The FTX hacker, responsible for one of the biggest crypto heists in history, has recently moved 5,000 ETH (worth over $8.2 million) from their wallet address. This is the first time assets have been transferred out of the hacker’s wallet since the exploit occurred about a year ago.
In November 2022, the now-defunct FTX exchange suffered a devastating hack that resulted in a loss of over $600 million. The hack took place just a few hours after the exchange filed for bankruptcy. The incident sent shockwaves throughout the cryptocurrency community and highlighted the vulnerabilities of centralized exchanges.
According to Spot On Chain, an on-chain analytics platform, the FTX exploiter transferred 5,000 ETH in two transactions. The first transaction involved moving 2,500 ETH to two separate wallets, with a two-hour gap between both transactions. Spot On Chain also revealed that the hacker moved 700 ETH through the Thorchain Router and 1,200 ETH through the DeFi wallet Railgun. Both Thorchain and Railgun are known for their privacy-focused features.

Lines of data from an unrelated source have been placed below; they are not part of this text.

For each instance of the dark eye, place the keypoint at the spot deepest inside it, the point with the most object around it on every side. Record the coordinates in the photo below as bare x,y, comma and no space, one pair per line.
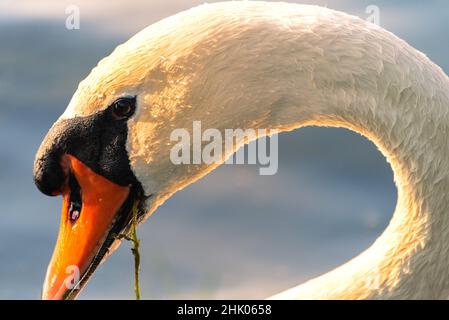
123,108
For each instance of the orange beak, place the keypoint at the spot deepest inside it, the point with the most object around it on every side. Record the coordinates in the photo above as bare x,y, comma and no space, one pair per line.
88,217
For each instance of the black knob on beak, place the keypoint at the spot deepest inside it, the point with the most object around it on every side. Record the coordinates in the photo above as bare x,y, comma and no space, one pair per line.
48,172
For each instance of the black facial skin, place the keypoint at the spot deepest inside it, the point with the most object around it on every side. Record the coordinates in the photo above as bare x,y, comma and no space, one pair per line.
99,141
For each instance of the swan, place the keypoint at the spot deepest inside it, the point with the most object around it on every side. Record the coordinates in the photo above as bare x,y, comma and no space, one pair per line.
246,65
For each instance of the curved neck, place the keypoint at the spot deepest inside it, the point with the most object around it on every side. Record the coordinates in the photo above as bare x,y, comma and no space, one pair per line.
404,111
282,66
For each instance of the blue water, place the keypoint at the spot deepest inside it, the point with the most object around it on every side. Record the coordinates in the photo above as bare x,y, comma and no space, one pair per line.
233,234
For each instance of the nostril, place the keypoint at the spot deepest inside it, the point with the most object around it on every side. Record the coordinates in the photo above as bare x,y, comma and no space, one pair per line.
49,175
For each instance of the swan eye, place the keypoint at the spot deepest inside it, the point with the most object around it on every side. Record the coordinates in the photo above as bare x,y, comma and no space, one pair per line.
123,108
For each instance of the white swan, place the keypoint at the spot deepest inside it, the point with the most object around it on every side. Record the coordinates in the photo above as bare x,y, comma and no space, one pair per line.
258,65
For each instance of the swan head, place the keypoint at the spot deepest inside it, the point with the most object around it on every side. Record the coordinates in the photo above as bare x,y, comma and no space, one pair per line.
109,152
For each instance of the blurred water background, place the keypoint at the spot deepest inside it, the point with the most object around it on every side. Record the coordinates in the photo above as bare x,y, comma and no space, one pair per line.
233,234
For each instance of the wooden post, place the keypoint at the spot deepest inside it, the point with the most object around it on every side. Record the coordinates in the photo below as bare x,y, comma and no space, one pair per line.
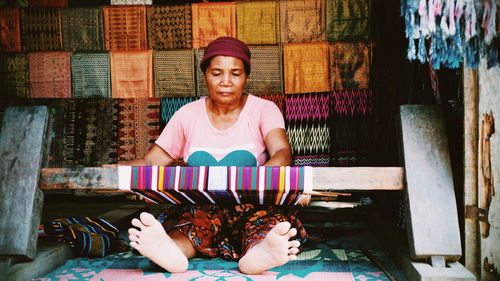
471,103
22,145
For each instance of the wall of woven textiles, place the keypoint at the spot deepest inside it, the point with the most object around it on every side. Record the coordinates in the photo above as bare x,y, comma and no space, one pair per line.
113,72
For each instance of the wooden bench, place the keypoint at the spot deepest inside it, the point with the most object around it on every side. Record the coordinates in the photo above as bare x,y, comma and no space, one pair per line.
426,178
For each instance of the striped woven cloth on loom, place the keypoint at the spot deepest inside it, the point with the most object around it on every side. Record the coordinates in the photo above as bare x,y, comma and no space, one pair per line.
347,20
82,29
50,74
169,106
90,75
351,127
132,74
125,28
138,126
257,22
306,68
169,27
10,33
218,185
212,20
131,2
266,75
302,21
41,29
174,73
48,3
350,65
14,75
92,125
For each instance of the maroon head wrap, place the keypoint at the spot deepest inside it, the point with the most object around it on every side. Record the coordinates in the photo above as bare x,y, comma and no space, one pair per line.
226,46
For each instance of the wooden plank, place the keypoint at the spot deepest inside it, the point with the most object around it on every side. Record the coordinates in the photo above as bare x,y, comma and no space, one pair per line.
433,228
351,178
22,143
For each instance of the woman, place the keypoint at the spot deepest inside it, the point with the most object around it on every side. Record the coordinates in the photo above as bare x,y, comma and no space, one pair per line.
227,128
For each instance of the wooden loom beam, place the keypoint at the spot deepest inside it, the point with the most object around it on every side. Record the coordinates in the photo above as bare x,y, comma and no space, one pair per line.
324,178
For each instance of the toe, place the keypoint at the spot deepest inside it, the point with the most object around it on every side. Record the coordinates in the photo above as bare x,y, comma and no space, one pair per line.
281,228
147,219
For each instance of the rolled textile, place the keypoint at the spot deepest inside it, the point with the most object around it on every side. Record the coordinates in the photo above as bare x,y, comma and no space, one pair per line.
41,29
347,20
125,28
302,21
212,20
10,33
266,77
82,29
306,68
258,22
169,27
14,75
350,65
174,73
131,74
49,74
138,126
90,74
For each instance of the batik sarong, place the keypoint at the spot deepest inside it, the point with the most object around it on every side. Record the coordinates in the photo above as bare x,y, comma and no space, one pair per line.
10,33
41,29
50,74
82,29
258,22
131,74
138,127
302,21
90,75
212,20
347,20
306,68
174,73
14,75
350,65
169,27
125,28
266,75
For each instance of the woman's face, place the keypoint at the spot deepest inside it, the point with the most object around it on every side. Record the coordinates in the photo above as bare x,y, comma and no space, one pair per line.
226,78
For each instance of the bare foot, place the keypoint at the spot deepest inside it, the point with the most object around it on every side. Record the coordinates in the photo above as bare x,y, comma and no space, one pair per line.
274,250
154,243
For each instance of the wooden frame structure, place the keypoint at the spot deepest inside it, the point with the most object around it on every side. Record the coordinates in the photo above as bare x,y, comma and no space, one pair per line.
433,232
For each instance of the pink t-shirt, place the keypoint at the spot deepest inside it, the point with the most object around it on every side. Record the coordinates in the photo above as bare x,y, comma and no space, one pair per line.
190,135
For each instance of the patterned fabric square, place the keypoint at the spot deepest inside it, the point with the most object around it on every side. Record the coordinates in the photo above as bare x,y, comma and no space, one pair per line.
14,75
302,21
350,65
306,68
347,20
48,3
132,74
90,75
266,75
131,2
351,127
50,74
257,22
10,33
82,29
174,73
138,126
201,86
169,106
212,20
125,28
41,29
169,27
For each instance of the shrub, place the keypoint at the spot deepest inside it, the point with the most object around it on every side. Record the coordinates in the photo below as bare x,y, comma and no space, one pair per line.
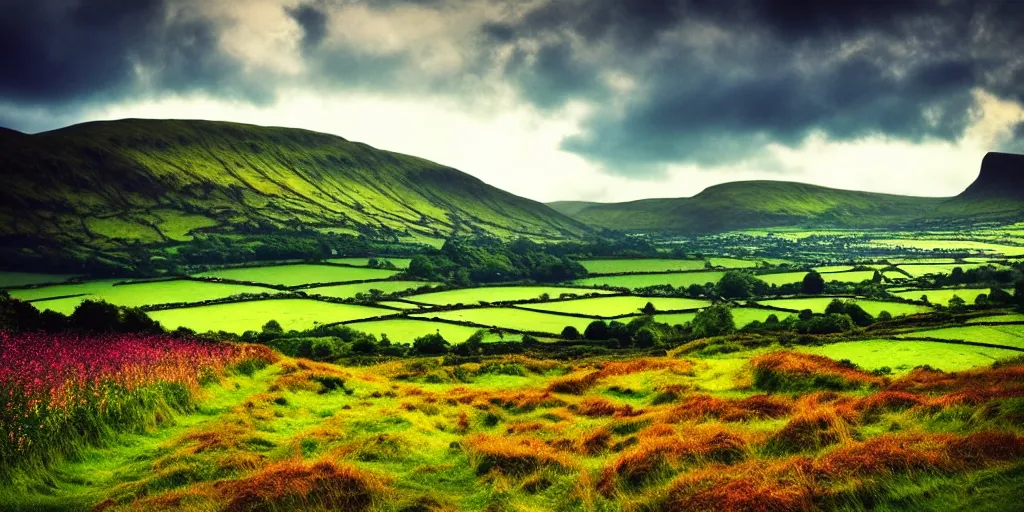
430,344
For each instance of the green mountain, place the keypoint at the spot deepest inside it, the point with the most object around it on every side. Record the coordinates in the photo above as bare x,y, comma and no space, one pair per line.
997,194
108,187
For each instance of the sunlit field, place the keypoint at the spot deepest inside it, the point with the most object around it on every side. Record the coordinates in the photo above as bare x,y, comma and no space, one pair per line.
622,389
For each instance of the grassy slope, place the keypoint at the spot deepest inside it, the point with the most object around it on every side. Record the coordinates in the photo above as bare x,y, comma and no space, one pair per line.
100,184
772,204
502,440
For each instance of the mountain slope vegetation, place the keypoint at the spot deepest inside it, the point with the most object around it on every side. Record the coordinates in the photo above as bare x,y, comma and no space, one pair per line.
105,186
996,195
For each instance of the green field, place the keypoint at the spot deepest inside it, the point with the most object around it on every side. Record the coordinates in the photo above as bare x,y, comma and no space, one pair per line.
833,268
936,261
733,263
141,294
241,316
954,245
614,306
835,276
291,275
854,276
24,279
902,356
1011,336
404,331
387,287
398,262
818,305
599,266
740,316
497,294
919,270
782,279
676,280
1001,318
398,304
942,296
509,317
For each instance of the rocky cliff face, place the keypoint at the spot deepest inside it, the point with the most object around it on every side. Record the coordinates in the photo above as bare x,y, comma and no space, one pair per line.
1001,176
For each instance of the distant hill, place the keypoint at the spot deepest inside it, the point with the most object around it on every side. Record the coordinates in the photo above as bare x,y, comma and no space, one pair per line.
107,185
996,195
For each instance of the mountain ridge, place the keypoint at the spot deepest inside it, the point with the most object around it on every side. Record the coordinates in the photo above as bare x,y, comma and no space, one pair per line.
107,185
996,195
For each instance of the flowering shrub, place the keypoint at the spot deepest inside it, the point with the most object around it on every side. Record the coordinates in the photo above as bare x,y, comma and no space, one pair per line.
58,390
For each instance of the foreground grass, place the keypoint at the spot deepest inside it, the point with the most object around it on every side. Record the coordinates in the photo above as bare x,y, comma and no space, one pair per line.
756,430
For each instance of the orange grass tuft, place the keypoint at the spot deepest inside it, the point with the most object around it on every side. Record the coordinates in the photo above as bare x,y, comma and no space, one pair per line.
887,455
701,407
295,484
755,487
982,449
787,370
812,430
574,384
655,453
512,456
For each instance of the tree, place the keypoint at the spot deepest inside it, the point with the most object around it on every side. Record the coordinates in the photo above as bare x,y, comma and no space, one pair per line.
95,316
813,284
430,344
646,338
713,321
852,309
736,285
570,333
999,296
596,331
272,327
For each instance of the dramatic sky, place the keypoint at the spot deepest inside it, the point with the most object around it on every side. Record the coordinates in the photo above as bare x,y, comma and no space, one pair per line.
556,99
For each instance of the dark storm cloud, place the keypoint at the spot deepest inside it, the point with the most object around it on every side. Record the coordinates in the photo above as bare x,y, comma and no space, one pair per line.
67,54
312,19
670,81
717,81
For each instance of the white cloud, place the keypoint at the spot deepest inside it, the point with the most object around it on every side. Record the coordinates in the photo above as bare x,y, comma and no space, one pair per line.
516,147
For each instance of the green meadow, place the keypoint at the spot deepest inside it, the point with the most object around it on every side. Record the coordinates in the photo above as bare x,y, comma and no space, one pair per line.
614,306
386,287
599,266
298,274
818,305
251,315
1008,335
508,317
942,296
133,295
903,355
397,262
406,330
679,280
919,270
8,280
498,294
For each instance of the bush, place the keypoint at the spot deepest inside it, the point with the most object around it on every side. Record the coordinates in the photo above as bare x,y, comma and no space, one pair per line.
570,333
596,331
713,321
431,344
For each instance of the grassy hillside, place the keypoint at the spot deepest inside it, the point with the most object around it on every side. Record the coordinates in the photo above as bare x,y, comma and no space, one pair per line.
757,204
995,196
103,186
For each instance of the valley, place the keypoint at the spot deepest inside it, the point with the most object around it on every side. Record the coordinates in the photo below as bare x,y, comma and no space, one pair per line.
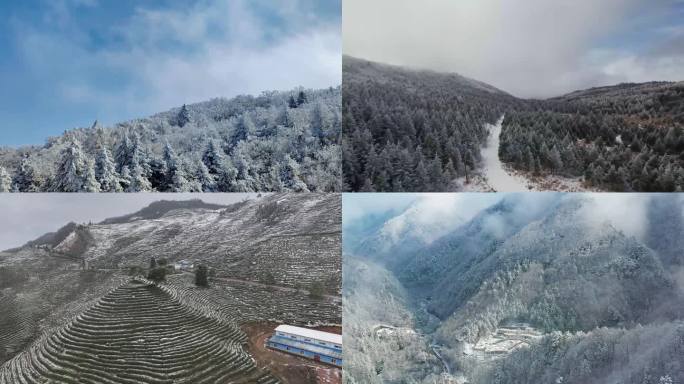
506,290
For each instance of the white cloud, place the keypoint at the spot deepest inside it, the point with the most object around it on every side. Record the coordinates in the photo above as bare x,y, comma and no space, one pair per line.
626,212
531,48
27,216
168,57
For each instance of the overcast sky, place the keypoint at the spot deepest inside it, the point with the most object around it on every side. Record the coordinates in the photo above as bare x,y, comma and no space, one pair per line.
530,48
27,216
66,63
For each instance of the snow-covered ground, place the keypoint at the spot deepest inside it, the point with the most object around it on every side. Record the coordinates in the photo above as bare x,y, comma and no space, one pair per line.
495,176
494,172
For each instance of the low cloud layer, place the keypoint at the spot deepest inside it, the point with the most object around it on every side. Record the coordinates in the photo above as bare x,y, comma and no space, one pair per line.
530,48
90,59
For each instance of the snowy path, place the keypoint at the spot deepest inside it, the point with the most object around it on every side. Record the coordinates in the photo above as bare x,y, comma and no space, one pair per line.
497,177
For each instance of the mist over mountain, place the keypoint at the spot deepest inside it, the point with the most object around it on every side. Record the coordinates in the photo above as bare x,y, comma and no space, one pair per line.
278,141
536,277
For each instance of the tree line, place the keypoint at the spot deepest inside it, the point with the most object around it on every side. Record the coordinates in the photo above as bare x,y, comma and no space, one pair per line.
279,141
410,130
623,138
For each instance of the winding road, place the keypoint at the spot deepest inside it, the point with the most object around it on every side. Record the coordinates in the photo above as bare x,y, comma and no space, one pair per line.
493,169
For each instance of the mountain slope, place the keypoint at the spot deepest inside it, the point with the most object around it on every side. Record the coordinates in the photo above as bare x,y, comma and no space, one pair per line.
276,258
541,288
278,141
410,130
137,333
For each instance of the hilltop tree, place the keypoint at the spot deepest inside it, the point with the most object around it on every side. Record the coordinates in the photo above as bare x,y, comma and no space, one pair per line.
292,103
183,116
201,276
123,155
176,179
24,179
75,172
105,172
5,180
301,98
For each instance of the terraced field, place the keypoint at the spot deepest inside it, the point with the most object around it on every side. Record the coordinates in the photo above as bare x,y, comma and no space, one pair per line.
139,333
16,325
247,302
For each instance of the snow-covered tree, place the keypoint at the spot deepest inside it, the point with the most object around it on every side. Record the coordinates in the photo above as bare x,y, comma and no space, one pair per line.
75,172
105,172
183,116
24,179
138,182
291,177
5,180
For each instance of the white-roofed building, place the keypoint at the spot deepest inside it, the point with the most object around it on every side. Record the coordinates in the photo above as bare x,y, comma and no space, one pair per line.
316,345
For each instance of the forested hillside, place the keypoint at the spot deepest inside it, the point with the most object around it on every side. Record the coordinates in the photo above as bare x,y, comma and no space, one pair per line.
410,130
624,138
538,289
278,141
407,130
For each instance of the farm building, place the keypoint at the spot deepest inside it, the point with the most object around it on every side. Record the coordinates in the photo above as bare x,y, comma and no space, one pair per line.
317,345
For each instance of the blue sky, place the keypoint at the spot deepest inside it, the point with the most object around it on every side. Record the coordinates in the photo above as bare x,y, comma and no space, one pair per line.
530,48
65,63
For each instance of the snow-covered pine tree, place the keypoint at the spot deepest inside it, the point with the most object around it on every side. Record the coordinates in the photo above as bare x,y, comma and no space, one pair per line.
24,179
138,181
5,180
123,153
301,98
177,180
105,172
204,178
290,176
90,183
74,171
183,116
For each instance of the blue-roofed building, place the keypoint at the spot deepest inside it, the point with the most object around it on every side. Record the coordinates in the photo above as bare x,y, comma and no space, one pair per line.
316,345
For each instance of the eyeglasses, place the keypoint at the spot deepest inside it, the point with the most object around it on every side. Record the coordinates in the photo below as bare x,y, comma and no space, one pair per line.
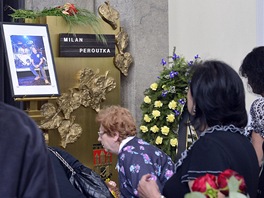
100,133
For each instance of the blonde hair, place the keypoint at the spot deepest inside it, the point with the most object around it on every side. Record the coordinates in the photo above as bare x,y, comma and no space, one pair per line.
117,119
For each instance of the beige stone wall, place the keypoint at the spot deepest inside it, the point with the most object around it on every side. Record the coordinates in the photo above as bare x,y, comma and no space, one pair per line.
146,23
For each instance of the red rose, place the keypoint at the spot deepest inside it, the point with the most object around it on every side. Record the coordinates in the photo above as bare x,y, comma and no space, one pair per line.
69,9
223,178
206,184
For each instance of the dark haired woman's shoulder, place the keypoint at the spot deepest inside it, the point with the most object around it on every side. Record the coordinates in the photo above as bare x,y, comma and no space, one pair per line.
258,101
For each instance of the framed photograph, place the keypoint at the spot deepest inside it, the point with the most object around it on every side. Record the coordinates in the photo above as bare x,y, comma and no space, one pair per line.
30,60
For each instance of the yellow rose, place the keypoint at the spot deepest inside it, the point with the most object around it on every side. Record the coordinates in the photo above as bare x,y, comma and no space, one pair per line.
165,130
158,140
154,86
144,129
155,113
174,142
147,100
172,105
154,129
170,118
147,118
158,103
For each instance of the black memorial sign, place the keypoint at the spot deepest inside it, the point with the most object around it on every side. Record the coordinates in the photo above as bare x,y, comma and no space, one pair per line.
86,45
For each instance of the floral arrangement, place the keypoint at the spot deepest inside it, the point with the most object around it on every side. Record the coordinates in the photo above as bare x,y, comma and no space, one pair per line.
229,183
71,14
164,103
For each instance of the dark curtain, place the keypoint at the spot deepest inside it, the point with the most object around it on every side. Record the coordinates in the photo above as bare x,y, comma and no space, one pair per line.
5,88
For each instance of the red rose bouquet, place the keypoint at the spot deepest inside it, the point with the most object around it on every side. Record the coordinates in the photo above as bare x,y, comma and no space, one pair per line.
227,184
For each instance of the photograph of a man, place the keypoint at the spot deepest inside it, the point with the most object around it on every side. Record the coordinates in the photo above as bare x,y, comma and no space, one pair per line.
37,62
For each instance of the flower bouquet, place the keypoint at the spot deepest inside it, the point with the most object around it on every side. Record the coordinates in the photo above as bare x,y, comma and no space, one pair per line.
227,184
72,14
164,103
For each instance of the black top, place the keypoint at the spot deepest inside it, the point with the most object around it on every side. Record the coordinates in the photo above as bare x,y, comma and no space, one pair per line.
213,153
26,169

The movements of the FTX hacker have attracted significant attention, particularly due to a key development in the crypto space. Reports have emerged indicating that the US Securities and Exchange Commission (SEC) is preparing to clear some Ether futures ETFs for launch. This news has fueled speculation that the FTX hacker may be planning a sell-off in anticipation of a potential surge in ETH prices following the launch of Ether futures ETFs.
The launch of an Ether futures ETF is expected to have a positive impact on ETH price movement. In the past, similar positive news regarding investment funds has led to significant price increases for ETH. In just the last two days since the announcement of the Ether futures ETF launch, the second-largest cryptocurrency has already risen by 4%.
Considering the recent token transfers by the FTX hacker, it is possible that they are planning to capitalize on the potential ETH price surge by selling their holdings. This strategy is often employed by crypto whales and can lead to a bearish trend in the market, which can be detrimental to small traders.
As of now, ETH is trading at $1,677 with a 5.77% gain in the last day. However, the token’s daily trading volume has decreased by 44.35% and is currently valued at $3.8 billion. The cryptocurrency market is always subject to volatility, and the actions of major players like the FTX hacker can greatly impact price movements.
It is important for market participants to closely monitor developments in the crypto space, including the launch of Ether futures ETFs and any potential sell-offs by major holders. Traders and investors should exercise caution and make informed decisions based on market trends and analysis.
In conclusion, the recent movement of 5,000 ETH from the FTX hacker’s wallet raises speculation about a possible market sell-off in anticipation of the launch of Ether futures ETFs. The actions of major players in the crypto space can significantly impact market dynamics, and it is crucial for market participants to stay informed and exercise caution in their trading and investment decisions.